Group calls for hearing in reaction to proposed cannon range in Lewis
By Gwendolyn Craig
In light of an application to test the ballistics of military cannons in the Town of Lewis, the Adirondack Council is calling on the Adirondack Park Agency to hold a hearing and create a policy against private party military weapons testing in the park.
“A new policy would protect birds and wildlife in the Champlain Valley, prevent a degradation of property values for people living near the proposed test site and save the quiet enjoyment of the Adirondacks for the people of Lewis,” wrote Willie Janeway, executive director of the council, to APA Executive Director Barbara Rice on Sept. 1.
Michael Hopmeier, president and principal investigator for Florida-based Unconventional Concepts Inc., said his plan is to test the internal ballistics of military cannons made at Benet Laboratories in Watervliet. Hopmeier owns the former Atlas F nuclear missile silo in Lewis and is currently conducting small firearms testing indoors there.
Hopmeier called the council’s letter “a bunch of emotional and random statements not based on reality in any way shape or form.” No one from the council has contacted him for more information, he said, and he did not think the organization had read his application to the APA.
The project, should it get approved, would be on a former cleared woodlot owned by James Pulsifer. Pulsifer is in support of the proposal, as is Lewis Town Supervisor James Monty. They believe the testing range could bring jobs and families to the community.

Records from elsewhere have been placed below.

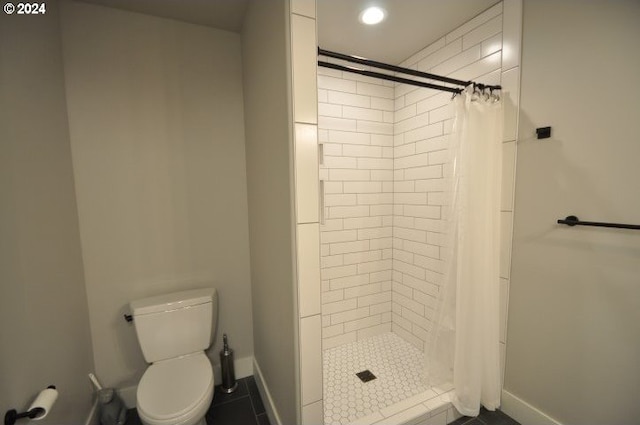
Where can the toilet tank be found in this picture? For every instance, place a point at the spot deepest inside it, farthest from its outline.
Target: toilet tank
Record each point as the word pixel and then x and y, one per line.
pixel 175 324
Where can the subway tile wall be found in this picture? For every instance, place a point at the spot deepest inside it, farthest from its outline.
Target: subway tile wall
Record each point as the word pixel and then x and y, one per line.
pixel 356 125
pixel 383 150
pixel 424 119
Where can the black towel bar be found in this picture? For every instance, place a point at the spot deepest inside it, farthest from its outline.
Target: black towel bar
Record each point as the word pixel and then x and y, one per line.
pixel 572 220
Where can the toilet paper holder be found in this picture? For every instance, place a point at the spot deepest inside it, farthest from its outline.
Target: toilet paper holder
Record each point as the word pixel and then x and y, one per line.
pixel 12 415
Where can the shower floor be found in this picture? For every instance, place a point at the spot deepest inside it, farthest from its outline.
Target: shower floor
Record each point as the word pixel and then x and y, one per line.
pixel 397 365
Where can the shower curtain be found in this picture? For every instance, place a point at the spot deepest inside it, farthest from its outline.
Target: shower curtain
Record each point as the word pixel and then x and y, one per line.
pixel 464 341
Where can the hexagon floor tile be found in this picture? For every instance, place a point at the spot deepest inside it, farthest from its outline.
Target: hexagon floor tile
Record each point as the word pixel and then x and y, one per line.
pixel 397 365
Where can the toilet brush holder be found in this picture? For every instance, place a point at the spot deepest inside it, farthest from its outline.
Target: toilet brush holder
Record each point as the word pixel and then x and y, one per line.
pixel 229 383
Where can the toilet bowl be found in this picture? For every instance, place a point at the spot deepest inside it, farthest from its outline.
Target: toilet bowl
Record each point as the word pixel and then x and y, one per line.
pixel 176 391
pixel 173 331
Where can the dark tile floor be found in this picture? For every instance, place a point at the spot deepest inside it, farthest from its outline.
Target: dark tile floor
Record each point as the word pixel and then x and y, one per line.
pixel 487 417
pixel 244 407
pixel 241 407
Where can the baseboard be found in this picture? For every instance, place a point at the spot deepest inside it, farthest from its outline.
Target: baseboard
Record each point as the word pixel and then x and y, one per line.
pixel 243 367
pixel 128 396
pixel 272 412
pixel 523 412
pixel 92 417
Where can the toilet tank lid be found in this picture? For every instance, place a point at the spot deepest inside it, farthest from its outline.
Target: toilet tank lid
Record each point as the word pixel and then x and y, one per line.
pixel 172 301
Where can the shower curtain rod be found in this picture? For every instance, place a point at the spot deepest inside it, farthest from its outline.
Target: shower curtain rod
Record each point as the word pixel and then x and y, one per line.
pixel 399 69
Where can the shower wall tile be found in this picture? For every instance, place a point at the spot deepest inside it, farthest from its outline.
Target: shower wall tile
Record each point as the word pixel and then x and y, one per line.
pixel 392 195
pixel 423 122
pixel 357 118
pixel 304 7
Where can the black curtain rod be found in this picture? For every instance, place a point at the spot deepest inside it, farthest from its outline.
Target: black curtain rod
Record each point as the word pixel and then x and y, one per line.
pixel 387 77
pixel 394 68
pixel 572 220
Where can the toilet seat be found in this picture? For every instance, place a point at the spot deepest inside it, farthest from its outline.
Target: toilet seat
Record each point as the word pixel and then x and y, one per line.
pixel 176 391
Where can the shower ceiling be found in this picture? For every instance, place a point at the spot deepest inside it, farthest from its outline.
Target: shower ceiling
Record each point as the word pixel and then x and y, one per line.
pixel 410 24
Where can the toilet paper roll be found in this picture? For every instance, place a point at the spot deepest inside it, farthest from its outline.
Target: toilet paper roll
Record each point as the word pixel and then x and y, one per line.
pixel 44 402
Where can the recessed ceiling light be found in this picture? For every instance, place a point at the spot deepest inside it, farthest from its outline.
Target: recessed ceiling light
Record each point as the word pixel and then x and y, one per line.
pixel 372 15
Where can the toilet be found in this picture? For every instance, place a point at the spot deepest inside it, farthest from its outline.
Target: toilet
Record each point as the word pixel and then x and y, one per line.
pixel 173 331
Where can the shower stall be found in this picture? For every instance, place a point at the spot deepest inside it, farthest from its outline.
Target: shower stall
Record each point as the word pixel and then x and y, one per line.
pixel 382 160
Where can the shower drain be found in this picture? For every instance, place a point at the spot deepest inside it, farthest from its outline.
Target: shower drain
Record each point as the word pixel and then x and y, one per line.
pixel 366 376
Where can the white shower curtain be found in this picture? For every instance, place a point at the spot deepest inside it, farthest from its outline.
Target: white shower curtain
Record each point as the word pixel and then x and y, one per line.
pixel 464 342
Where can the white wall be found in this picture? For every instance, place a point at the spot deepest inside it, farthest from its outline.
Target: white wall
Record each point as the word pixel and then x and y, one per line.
pixel 574 336
pixel 157 136
pixel 43 306
pixel 270 181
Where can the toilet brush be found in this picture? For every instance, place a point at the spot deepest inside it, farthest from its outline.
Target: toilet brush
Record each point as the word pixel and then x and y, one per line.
pixel 113 410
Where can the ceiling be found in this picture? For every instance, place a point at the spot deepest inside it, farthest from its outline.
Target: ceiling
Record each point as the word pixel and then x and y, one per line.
pixel 223 14
pixel 410 25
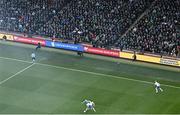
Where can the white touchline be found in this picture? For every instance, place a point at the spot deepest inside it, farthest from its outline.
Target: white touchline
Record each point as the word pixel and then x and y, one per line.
pixel 3 81
pixel 83 71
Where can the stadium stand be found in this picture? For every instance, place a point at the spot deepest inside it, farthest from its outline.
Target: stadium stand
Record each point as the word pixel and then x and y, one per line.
pixel 101 23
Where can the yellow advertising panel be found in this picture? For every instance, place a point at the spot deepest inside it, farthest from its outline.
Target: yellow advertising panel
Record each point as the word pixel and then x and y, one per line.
pixel 151 59
pixel 148 58
pixel 126 55
pixel 8 37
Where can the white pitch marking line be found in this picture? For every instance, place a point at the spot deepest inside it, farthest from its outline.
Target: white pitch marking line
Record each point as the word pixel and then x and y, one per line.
pixel 100 74
pixel 1 82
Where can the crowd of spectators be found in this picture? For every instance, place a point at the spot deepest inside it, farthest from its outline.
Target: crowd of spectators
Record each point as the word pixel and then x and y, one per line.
pixel 157 31
pixel 98 22
pixel 27 16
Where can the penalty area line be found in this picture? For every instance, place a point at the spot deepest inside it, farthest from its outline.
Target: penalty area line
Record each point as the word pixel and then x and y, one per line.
pixel 83 71
pixel 3 81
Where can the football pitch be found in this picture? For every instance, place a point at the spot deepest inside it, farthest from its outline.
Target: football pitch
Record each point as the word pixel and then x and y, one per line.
pixel 60 80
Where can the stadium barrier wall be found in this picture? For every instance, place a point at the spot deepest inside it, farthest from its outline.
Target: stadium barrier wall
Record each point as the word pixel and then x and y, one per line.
pixel 66 46
pixel 33 41
pixel 100 51
pixel 8 37
pixel 92 50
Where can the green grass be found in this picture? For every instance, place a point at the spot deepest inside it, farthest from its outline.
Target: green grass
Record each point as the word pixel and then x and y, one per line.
pixel 60 80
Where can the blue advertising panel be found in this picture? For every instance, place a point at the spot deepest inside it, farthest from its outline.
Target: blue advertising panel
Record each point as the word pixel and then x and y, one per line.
pixel 65 46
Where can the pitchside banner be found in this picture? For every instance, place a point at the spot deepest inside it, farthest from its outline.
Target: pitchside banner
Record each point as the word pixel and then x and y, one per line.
pixel 29 40
pixel 65 46
pixel 100 51
pixel 8 37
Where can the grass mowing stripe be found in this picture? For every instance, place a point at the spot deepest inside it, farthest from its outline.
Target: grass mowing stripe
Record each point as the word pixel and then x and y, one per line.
pixel 3 81
pixel 100 74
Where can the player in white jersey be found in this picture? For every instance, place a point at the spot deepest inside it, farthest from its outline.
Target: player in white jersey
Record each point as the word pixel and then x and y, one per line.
pixel 89 105
pixel 33 56
pixel 157 87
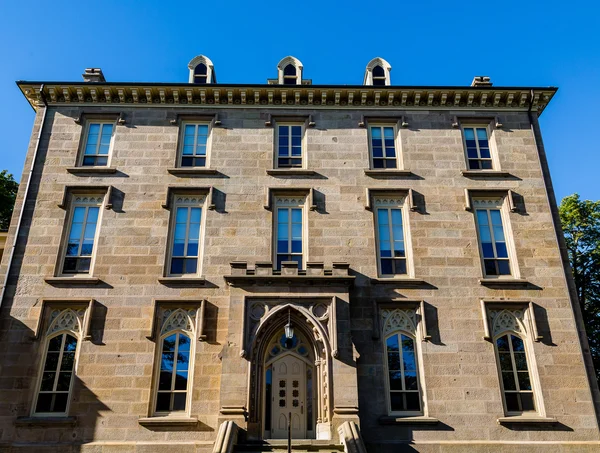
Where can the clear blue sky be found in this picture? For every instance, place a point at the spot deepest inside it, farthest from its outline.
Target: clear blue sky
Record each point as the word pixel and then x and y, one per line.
pixel 521 43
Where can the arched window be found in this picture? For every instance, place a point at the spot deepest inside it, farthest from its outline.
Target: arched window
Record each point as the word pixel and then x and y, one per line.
pixel 173 377
pixel 378 76
pixel 514 371
pixel 289 75
pixel 200 73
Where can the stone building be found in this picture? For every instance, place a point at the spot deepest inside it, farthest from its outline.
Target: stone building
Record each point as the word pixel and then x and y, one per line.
pixel 198 263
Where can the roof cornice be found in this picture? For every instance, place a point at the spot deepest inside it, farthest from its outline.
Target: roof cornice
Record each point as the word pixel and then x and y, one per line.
pixel 294 96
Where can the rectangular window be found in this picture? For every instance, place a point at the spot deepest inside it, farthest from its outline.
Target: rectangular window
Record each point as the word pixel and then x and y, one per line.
pixel 289 233
pixel 382 141
pixel 98 143
pixel 194 145
pixel 289 146
pixel 391 239
pixel 185 241
pixel 492 240
pixel 83 226
pixel 477 147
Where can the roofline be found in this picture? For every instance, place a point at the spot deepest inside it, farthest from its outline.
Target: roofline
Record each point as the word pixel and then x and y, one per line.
pixel 264 85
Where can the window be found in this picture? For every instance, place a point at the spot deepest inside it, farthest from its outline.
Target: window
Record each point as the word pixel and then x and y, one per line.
pixel 174 365
pixel 289 232
pixel 98 143
pixel 58 365
pixel 289 145
pixel 492 241
pixel 200 73
pixel 511 330
pixel 383 146
pixel 186 233
pixel 477 147
pixel 391 239
pixel 515 382
pixel 82 232
pixel 378 76
pixel 289 75
pixel 401 364
pixel 194 145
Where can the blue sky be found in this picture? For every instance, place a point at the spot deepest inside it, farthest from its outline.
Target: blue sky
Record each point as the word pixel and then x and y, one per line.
pixel 521 43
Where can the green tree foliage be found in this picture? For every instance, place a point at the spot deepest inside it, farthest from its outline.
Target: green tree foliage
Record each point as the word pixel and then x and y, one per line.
pixel 8 195
pixel 581 225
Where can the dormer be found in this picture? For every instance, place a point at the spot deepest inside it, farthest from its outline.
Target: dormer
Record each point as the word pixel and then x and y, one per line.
pixel 377 73
pixel 202 71
pixel 289 72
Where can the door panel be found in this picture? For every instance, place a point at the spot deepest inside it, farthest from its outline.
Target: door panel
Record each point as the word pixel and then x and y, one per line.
pixel 289 384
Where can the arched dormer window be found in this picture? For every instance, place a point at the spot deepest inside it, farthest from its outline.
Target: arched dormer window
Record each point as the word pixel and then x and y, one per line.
pixel 289 71
pixel 202 70
pixel 377 73
pixel 403 386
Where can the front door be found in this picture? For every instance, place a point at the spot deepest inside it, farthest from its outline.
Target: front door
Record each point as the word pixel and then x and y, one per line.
pixel 289 386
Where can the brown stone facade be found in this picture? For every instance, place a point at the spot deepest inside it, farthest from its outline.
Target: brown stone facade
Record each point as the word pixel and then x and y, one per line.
pixel 338 307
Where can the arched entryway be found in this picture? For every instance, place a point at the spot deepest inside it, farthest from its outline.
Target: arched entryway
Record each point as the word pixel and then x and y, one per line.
pixel 289 377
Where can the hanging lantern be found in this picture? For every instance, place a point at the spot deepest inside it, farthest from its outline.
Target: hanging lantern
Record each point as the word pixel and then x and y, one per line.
pixel 289 330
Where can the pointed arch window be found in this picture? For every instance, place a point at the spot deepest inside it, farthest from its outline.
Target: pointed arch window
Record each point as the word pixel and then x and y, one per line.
pixel 58 366
pixel 403 382
pixel 174 362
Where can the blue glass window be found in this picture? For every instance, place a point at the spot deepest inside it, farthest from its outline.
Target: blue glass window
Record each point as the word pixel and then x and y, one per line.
pixel 97 145
pixel 403 375
pixel 80 243
pixel 186 240
pixel 173 377
pixel 515 382
pixel 383 147
pixel 57 375
pixel 289 236
pixel 194 146
pixel 493 242
pixel 477 148
pixel 391 244
pixel 289 146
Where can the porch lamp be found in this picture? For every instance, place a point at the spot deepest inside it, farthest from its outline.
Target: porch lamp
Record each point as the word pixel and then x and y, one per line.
pixel 289 330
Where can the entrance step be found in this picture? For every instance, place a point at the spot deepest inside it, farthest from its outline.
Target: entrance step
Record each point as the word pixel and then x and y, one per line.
pixel 298 446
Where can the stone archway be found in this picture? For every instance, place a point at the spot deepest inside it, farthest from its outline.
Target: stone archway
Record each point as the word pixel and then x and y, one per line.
pixel 312 333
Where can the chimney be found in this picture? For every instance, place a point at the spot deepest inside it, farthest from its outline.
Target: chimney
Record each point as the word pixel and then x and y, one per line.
pixel 481 81
pixel 93 75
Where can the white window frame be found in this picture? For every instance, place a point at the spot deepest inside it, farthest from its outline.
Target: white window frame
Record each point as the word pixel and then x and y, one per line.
pixel 397 144
pixel 78 200
pixel 500 203
pixel 290 202
pixel 522 328
pixel 413 329
pixel 189 201
pixel 182 140
pixel 488 126
pixel 394 202
pixel 52 333
pixel 289 124
pixel 101 122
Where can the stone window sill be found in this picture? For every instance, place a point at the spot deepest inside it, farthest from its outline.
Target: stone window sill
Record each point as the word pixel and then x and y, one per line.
pixel 504 282
pixel 485 174
pixel 388 173
pixel 410 420
pixel 72 280
pixel 290 172
pixel 183 281
pixel 91 170
pixel 399 282
pixel 527 420
pixel 192 171
pixel 168 421
pixel 43 422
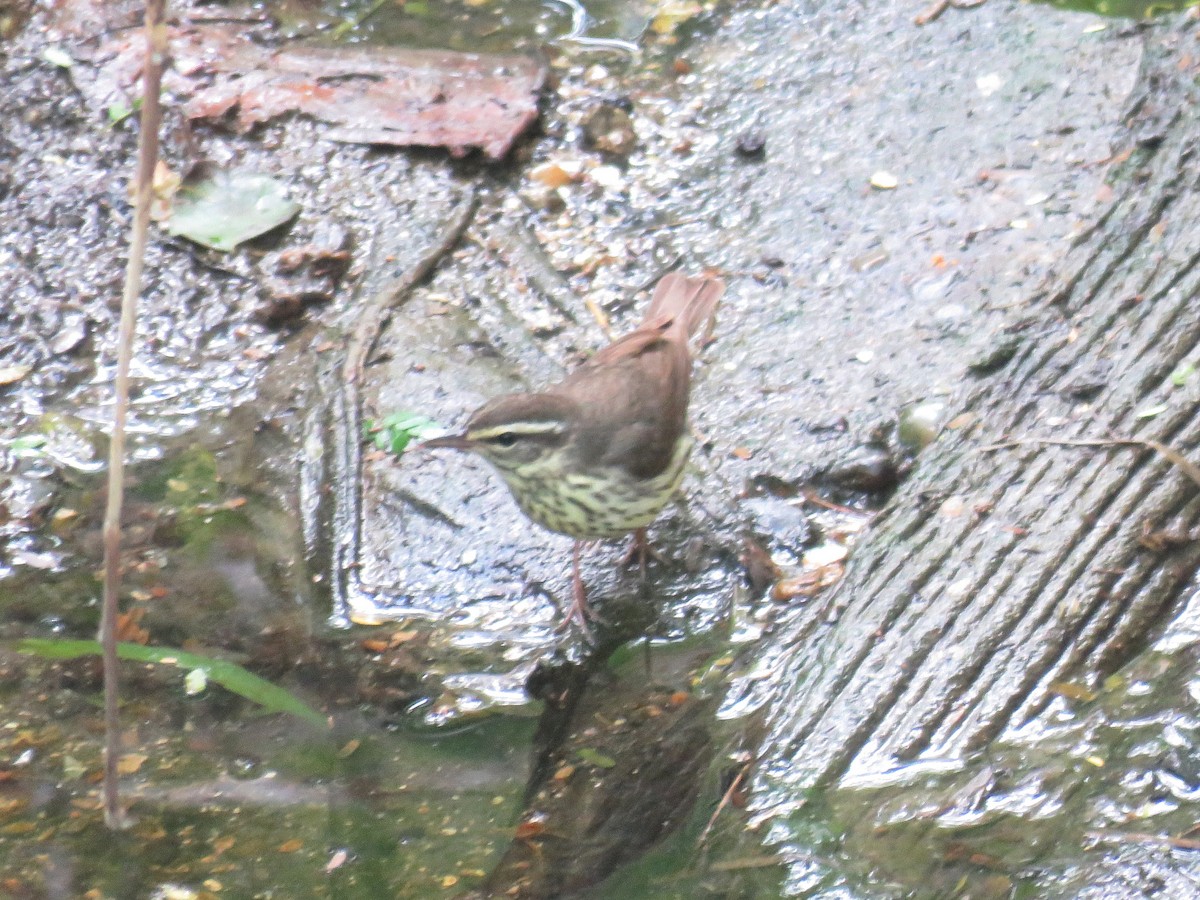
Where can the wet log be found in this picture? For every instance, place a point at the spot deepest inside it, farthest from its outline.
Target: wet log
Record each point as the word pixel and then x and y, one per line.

Five groups of neighbors wrote the APA against the proposal and no comments were submitted in support.
Among those letter writers, Daniel and Lanita Canavan also wrote to the Adirondack Explorer about potential water quality impacts, noise and other disturbances.
“(T)here is the potential for negative change whittling away at the reason the Adirondack Park was established,” the Canavans wrote. “Unless we can be convinced otherwise, we do not believe this is the right business for this community located within the Blue Line.”
The APA has said it has never reviewed such an application, and Hopmeier’s is still considered incomplete.
In his letter to Rice, Janeway asked that if the application does get completed that the agency hold an adjudicatory hearing. That is a fact-finding hearing before a judge, and it is the only way commissioners may deny a permit. The APA board has not held such a hearing in over a decade.
Hopmeier said he expected a hearing to be part of the process for approving his application, and thought the council’s request was irrelevant.
John Sheehan, communications director for the council, said in an interview that he was concerned by the proposal and had never seen anything like it. Sheehan has served on military panels focused on training in the Adirondack Park for the past three decades. He believes there is “no location in the Adirondacks that could be sacrificed for firing cannons into it.”
Janeway suggested in the letter that the established artillery range at Fort Drum would be a more suitable location for Hopmeier’s project. Fort Drum is about 174 miles from Benet’s Watervliet arsenal compared to the 120 miles to Lewis. Janeway suggested wildlife might make a home of the sand mound used as a backstop and questioned how plants and animals may be impacted.
“At the proposed test site in Lewis and nearby, we have grave concerns about the collateral damage that could occur from cannon shell firings, flights and impacts,” Janeway wrote. “The nature of the application seems to presume that there are wastelands within the Adirondack Park where nothing lives or can live. Such places do not exist.”
Hopmeier called the council’s concerns about overfiring projectiles “totally irrelevant” because his research and development project fires a blank, inert steel round. He was also not worried about wildlife moving into anything he might install on the project site, and was miffed by the “wastelands” comment.
Hopmeier said he is in the process of addressing the APA’s lingering questions to his incomplete application.